Rispetto al passato – solo nel 2008 furono uccisi 15 condannati a morte — i numeri sono certo più contenuti. Sono però le modalità dell’esecuzione che attirano le critiche della comunità internazionale. Dopo lunghi periodi, anche decennali, in cella, i condannati ricevono una notifica dell’esecuzione poche ore prima che questa avvenga. Prima di essere giustiziati, i condannati vengono portati bendati fino alla sala dell’esecuzione e sempre bendati vengono impiccati. I parenti delle vittime non hanno il permesso di vedere i loro cari prima della loro morte. Anzi, nella maggior parte dei casi vengono avvertiti a cose fatte.
Amnesty International ha condannato le due esecuzioni. Proprio questo mese cadeva infatti il decennale dell’adozione da parte dell’Assemblea generale delle Nazioni Unite di una risoluzione sulla moratoria della pena di morte. Il Giappone, come gli Stati Uniti, accusa la ong, è l’unica democrazia al mondo a ignorare il trend globale verso la fine della pena di morte. «Ancora una volta – ha spiegato la coordinatrice delle ricerche per l’Asia orientale della ong, Roseann Rife – Tokyo ha dimostrato disprezzo per il diritto alla vita». «Se il governo pensa che la pena di morte sia una pena efficace, si illude. Questa è la punizione più crudele, disumana e degradante», ha aggiunto Rife.
Oggetto di forti critiche, anche da parte delle organizzazioni di avvocati che da anni chiedono al governo maggiore trasparenza, è anche il fatto che i due condannati avevano chiesto il riesame delle loro istanze. Nel 2014, Iwao Hakamada, era stato scarcerato dopo 45 anni nel braccio della morte, dopo un riesame andato a buon fine avendo rivelato la sua innocenza. Negli anni, il ministero della giustizia ha sospeso le esecuzioni dei condannati ricorsi in appello. Tuttavia, a luglio di quest’anno il ministro della giustizia Katsutoshi Kaneda ha interrotto questa peculiare tradizione. Nel caso di Seki e Matsui, ogni richiesta dei legali è stata vana.

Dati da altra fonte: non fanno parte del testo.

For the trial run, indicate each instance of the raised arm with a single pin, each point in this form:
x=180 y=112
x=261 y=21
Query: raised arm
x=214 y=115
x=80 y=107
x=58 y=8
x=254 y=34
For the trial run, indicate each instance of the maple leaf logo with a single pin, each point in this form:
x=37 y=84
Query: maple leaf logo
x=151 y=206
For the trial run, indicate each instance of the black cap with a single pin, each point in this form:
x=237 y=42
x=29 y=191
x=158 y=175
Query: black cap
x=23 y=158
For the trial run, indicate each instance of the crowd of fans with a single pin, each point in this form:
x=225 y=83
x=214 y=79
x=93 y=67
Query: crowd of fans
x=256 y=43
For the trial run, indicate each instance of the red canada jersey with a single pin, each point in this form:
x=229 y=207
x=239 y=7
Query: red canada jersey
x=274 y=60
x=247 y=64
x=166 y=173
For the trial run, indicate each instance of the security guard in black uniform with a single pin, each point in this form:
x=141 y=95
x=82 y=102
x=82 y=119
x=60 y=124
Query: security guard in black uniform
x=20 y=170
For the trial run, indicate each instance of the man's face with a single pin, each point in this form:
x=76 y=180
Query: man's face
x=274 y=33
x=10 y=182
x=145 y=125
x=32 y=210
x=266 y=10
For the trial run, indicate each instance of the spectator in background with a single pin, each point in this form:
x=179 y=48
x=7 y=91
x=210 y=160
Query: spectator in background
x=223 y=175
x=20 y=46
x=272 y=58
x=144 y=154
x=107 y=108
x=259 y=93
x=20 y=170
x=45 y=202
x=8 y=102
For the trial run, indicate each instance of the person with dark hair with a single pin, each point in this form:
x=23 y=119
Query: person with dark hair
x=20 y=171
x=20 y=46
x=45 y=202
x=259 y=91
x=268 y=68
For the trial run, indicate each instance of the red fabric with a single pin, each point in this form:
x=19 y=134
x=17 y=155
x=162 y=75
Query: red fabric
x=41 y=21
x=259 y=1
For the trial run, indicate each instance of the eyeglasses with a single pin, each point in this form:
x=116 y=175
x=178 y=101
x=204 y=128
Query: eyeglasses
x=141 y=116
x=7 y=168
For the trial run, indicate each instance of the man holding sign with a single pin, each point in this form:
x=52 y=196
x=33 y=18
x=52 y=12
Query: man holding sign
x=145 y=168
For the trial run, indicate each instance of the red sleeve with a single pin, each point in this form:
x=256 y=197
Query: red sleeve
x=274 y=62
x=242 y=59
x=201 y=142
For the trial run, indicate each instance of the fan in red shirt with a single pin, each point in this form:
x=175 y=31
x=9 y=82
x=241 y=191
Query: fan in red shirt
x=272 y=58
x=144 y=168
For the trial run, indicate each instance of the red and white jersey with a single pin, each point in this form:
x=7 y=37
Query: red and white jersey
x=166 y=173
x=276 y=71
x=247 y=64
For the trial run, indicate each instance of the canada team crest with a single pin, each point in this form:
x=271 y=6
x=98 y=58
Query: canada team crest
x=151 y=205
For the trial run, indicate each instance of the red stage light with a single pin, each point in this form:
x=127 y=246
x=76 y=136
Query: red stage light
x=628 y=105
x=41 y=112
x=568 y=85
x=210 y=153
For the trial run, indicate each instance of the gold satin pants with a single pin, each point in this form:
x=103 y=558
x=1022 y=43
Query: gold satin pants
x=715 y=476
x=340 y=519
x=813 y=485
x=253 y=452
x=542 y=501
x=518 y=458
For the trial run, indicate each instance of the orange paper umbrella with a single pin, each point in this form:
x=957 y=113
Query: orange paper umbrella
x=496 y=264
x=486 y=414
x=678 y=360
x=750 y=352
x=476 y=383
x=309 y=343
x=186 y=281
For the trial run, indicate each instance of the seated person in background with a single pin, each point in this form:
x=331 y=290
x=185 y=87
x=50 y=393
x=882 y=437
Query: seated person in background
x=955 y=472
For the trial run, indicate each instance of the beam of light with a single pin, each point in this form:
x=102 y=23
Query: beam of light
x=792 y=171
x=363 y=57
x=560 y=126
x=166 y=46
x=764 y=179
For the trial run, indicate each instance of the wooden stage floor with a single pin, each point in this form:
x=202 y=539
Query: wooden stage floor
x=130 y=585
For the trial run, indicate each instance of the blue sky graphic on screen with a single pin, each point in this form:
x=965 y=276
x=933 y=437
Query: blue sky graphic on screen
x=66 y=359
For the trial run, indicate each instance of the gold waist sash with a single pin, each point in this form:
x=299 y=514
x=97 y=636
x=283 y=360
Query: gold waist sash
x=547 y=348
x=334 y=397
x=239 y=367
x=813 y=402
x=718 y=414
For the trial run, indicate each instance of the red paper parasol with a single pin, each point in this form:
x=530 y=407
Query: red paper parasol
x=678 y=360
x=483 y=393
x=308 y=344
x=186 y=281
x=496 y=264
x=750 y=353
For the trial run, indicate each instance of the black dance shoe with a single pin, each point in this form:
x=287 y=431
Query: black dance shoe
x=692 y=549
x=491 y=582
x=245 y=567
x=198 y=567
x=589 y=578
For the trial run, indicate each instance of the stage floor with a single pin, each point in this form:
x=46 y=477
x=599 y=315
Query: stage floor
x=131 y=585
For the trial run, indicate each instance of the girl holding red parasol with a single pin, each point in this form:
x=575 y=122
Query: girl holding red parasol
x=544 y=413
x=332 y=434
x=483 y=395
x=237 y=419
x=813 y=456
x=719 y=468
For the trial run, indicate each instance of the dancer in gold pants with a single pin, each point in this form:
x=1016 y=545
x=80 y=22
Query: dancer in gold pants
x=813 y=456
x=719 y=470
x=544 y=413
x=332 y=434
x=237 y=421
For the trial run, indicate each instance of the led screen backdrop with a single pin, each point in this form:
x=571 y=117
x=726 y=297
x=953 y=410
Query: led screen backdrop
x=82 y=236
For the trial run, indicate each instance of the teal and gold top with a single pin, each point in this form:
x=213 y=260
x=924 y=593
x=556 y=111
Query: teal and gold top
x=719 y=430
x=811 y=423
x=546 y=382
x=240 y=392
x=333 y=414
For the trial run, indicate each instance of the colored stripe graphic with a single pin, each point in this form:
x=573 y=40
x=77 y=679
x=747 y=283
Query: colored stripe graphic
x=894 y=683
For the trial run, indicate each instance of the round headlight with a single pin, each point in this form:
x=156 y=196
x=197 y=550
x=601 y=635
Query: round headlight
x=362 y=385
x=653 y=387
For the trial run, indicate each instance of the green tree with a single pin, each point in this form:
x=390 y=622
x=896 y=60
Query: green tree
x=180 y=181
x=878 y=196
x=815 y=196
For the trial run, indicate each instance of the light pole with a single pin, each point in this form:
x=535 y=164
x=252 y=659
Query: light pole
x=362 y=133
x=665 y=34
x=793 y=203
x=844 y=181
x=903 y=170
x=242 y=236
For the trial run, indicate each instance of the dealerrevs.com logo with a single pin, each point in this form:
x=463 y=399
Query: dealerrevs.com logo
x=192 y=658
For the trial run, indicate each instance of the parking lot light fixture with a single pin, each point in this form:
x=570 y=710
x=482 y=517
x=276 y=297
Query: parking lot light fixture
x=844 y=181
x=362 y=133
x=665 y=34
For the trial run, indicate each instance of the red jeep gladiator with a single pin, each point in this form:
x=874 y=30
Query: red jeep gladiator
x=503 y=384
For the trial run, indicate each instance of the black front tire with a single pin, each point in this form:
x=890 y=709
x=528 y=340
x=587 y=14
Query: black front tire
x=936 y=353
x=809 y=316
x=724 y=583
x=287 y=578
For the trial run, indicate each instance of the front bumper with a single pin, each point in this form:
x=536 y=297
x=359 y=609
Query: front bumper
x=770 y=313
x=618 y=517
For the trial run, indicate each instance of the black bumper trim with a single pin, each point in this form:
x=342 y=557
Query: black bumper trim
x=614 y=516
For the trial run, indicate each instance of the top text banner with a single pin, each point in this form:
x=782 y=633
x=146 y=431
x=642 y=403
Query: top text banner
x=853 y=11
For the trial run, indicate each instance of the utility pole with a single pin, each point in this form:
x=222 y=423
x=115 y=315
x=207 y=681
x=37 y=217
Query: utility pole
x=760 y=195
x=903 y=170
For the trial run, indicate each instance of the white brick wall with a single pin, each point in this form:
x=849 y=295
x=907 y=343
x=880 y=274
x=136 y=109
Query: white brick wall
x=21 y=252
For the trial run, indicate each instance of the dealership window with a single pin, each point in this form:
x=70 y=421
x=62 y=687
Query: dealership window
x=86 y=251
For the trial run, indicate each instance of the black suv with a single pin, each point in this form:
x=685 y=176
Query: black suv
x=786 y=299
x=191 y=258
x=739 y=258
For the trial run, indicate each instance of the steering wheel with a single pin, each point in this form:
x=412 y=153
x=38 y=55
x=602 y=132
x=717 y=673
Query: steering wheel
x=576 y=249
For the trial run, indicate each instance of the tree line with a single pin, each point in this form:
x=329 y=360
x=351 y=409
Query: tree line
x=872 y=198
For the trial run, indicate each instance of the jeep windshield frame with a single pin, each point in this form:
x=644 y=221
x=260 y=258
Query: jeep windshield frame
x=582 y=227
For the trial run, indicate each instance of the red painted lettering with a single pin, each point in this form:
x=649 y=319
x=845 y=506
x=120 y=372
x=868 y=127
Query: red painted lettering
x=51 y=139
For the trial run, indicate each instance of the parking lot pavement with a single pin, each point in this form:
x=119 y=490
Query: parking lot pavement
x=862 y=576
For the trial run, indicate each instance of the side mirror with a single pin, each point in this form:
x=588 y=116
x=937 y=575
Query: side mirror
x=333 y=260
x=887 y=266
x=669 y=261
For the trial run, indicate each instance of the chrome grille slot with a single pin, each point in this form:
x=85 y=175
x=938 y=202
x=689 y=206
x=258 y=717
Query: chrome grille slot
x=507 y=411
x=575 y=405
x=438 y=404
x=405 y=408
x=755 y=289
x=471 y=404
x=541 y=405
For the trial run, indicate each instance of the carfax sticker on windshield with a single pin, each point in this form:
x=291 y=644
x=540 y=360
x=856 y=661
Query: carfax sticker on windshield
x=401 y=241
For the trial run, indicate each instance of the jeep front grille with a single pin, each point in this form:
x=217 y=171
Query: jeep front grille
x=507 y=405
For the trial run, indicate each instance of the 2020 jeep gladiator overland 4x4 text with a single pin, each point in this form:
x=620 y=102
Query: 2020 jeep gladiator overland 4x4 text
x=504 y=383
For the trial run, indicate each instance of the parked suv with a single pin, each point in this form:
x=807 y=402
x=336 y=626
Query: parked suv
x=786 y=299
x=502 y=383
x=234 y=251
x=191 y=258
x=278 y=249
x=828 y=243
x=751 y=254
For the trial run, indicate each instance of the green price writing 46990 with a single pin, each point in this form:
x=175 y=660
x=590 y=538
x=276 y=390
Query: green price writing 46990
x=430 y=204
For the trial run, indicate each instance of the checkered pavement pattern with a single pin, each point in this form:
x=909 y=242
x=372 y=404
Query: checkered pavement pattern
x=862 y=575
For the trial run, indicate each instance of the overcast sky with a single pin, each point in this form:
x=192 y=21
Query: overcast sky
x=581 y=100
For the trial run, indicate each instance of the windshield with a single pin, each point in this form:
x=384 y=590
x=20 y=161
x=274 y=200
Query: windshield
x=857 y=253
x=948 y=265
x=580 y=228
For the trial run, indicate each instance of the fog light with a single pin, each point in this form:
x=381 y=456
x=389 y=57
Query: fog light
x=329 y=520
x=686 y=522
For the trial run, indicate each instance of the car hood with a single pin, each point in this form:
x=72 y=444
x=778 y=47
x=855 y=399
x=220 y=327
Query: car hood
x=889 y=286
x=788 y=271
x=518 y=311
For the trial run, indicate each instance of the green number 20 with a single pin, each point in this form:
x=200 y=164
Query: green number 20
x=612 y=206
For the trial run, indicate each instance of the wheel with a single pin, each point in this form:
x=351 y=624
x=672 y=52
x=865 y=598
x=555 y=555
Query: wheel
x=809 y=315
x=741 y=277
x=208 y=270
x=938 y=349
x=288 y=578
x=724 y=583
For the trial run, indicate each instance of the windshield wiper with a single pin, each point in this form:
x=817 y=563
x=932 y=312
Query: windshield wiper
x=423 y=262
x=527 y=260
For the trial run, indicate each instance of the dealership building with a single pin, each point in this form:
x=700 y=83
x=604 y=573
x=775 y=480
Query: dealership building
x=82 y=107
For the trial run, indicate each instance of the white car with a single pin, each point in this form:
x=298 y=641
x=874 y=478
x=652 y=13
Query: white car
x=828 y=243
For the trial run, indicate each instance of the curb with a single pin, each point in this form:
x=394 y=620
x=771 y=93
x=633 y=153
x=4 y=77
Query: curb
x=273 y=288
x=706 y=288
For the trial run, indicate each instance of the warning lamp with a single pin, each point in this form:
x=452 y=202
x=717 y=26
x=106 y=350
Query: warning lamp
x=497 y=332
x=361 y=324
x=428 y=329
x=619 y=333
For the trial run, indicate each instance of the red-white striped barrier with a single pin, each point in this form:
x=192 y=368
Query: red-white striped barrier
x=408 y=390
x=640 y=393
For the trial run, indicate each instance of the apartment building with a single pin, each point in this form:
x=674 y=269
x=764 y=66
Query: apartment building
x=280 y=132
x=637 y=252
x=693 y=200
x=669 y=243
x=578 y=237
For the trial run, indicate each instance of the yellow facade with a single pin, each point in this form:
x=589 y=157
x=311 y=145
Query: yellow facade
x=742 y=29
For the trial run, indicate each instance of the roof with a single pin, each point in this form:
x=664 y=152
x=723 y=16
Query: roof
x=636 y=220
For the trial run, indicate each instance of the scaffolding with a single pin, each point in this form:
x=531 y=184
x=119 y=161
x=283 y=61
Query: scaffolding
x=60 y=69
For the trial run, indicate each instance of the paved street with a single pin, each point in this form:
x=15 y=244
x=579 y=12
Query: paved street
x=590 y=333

Secondo dati del governo giapponese nelle carceri giapponesi oggi vivono 122 detenuti in attesa di esecuzione. Cinque di loro, ricorda il quotidiano Asahi Shimbun sono stati incarcerati quando erano minorenni (in Giappone minori di vent’anni).
Tra questi c’è anche Shoko Asahara, il leader spirituale della setta religiosa Aum Shinrikyo, responsabile degli attentati al gas sarin nella metro di Tokyo del 1995.